The first thing you should do if you want to run computationally intensive Erlang code is to use native code. Compiling with erlc +native euler12 got the time down to 41.3 seconds. This is however a much lower speedup (just 15%) than expected from native compilation on this kind of code, and the problem is your use of -compile(export_all). This is useful for experimentation, but the fact that all functions are potentially reachable from the outside causes the native compiler to be very conservative. (The normal BEAM emulator is not that much affected.) Replacing this declaration with -export([solve/0]). gives a much better speedup: 31.5 seconds (almost 35% from the baseline).

But the code itself has a problem: for each iteration in the factorCount loop, you perform this test:

factorCount (_, Sqrt, Candidate, Count) when Candidate == Sqrt -> Count + 1;

The C code doesn't do this. In general, it can be tricky to make a fair comparison between different implementations of the same code, and in particular if the algorithm is numerical, because you need to be sure that they are actually doing the same thing. A slight rounding error in one implementation due to some typecast somewhere may cause it to do many more iterations than the other even though both eventually reach the same result.

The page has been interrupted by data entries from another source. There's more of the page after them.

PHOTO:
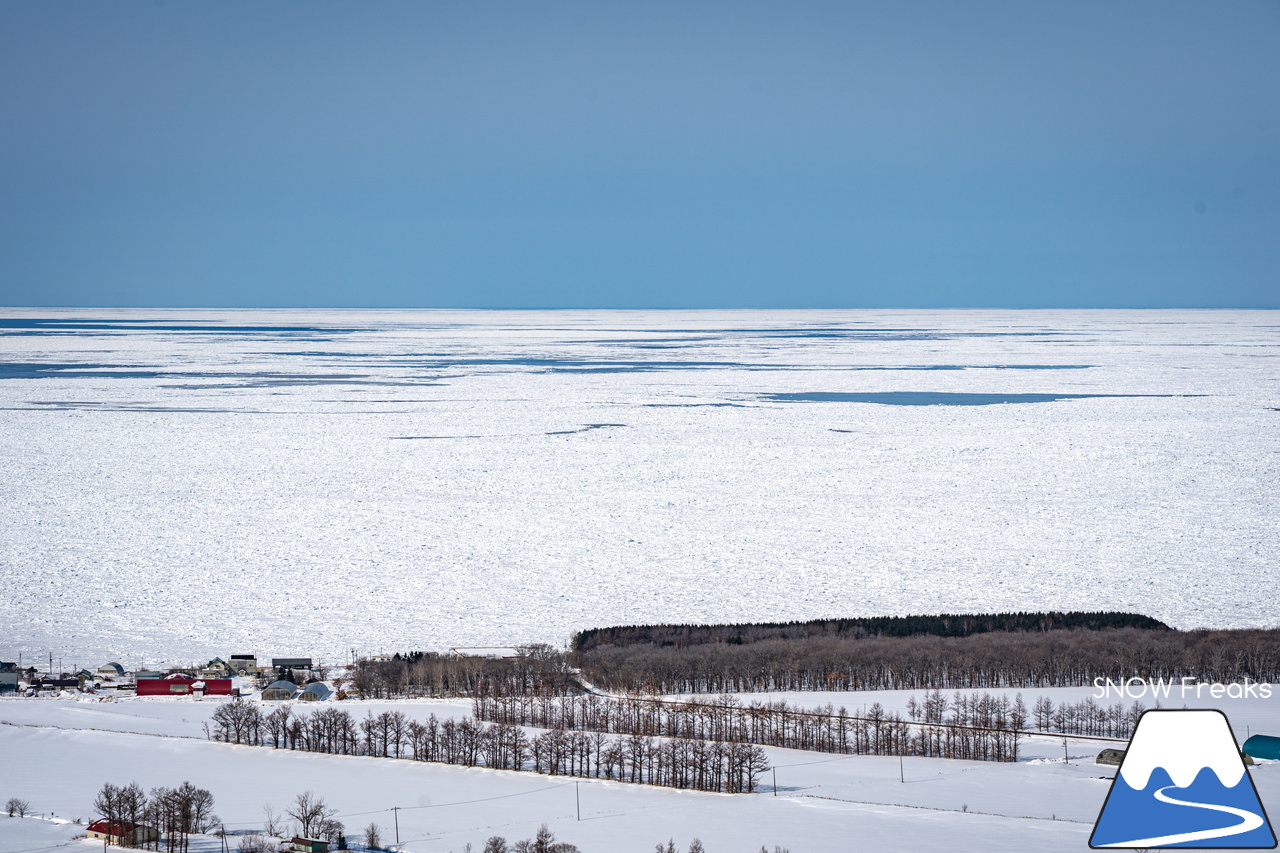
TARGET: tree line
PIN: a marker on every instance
(933, 625)
(982, 660)
(536, 669)
(174, 812)
(974, 728)
(731, 767)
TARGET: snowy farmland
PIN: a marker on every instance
(179, 484)
(59, 752)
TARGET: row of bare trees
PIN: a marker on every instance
(732, 767)
(978, 728)
(978, 661)
(174, 812)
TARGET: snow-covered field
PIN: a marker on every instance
(179, 484)
(59, 752)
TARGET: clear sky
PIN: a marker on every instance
(647, 154)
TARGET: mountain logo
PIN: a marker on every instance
(1183, 783)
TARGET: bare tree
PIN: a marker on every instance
(272, 822)
(254, 843)
(310, 812)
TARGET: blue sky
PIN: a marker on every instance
(640, 155)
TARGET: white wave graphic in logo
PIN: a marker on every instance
(1183, 783)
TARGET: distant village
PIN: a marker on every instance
(283, 679)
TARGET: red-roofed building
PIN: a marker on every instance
(182, 684)
(122, 833)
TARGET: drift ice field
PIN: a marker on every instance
(179, 484)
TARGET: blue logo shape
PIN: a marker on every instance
(1183, 783)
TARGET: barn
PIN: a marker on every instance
(182, 684)
(1262, 747)
(278, 690)
(122, 833)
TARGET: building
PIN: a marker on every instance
(278, 690)
(243, 664)
(310, 845)
(122, 833)
(216, 669)
(1110, 757)
(292, 662)
(1262, 747)
(55, 684)
(9, 674)
(181, 684)
(315, 692)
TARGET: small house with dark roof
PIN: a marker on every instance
(279, 690)
(216, 669)
(292, 662)
(315, 692)
(1262, 747)
(243, 664)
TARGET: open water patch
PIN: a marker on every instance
(935, 397)
(584, 429)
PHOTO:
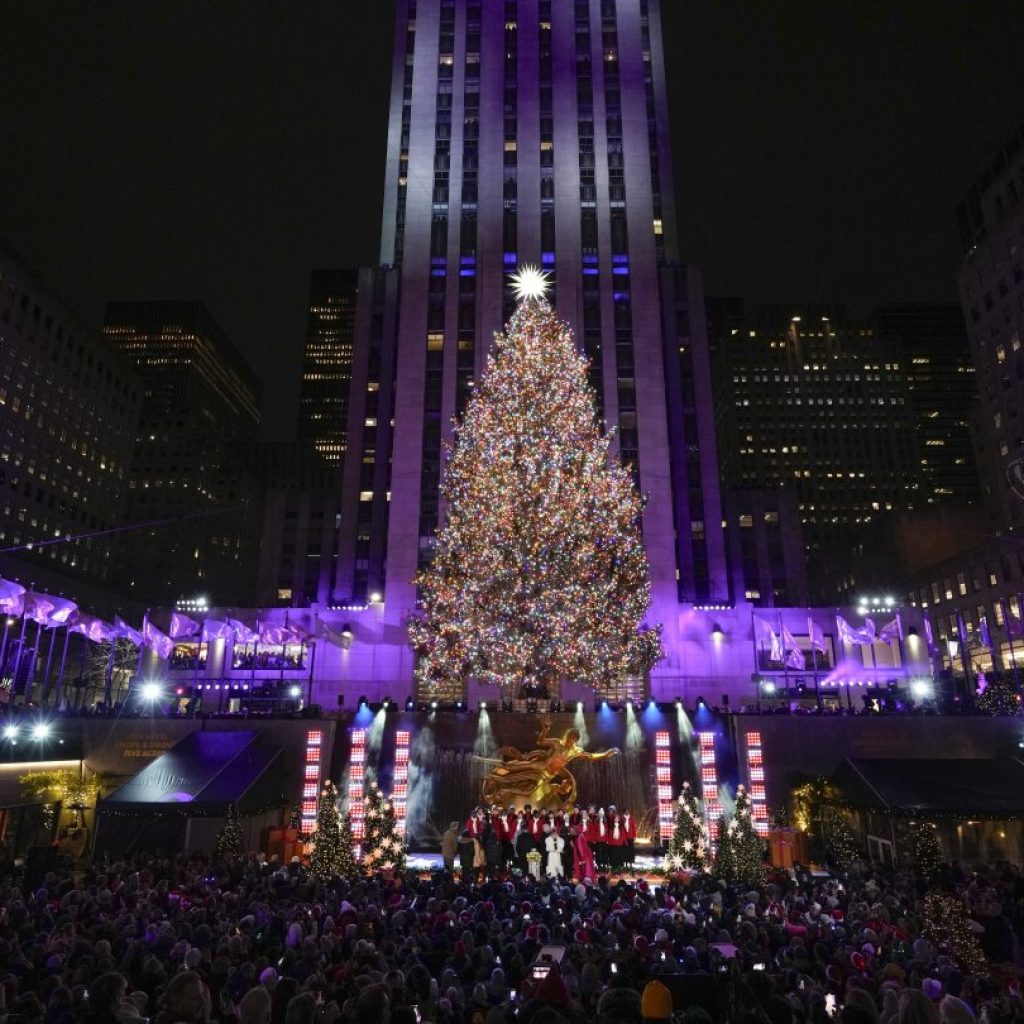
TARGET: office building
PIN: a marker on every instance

To eliminate this possible error source (and get rid of the extra test in each iteration), I rewrote the factorCount function as follows, closely modelled on the C code:

factorCount (N) ->
    Sqrt = math:sqrt (N),
    ISqrt = trunc(Sqrt),
    if ISqrt == Sqrt -> factorCount (N, ISqrt, 1, -1);
       true          -> factorCount (N, ISqrt, 1, 0)
    end.

factorCount (_N, ISqrt, Candidate, Count) when Candidate > ISqrt -> Count;
factorCount ( N, ISqrt, Candidate, Count) ->
    case N rem Candidate of
        0 -> factorCount (N, ISqrt, Candidate + 1, Count + 2);
        _ -> factorCount (N, ISqrt, Candidate + 1, Count)
    end.

This rewrite, no export_all, and native compilation, gave me the following run time:

$ erlc +native euler12.erl
$ time erl -noshell -s euler12 solve
842161320

real    0m19.468s
user    0m19.450s
sys 0m0.010s

which is not too bad compared to the C code:

$ time ./a.out 
842161320

real    0m12.755s
user    0m12.730s
sys 0m0.020s

considering that Erlang is not at all geared towards writing numerical code, being only 50% slower than C on a program like this is pretty good.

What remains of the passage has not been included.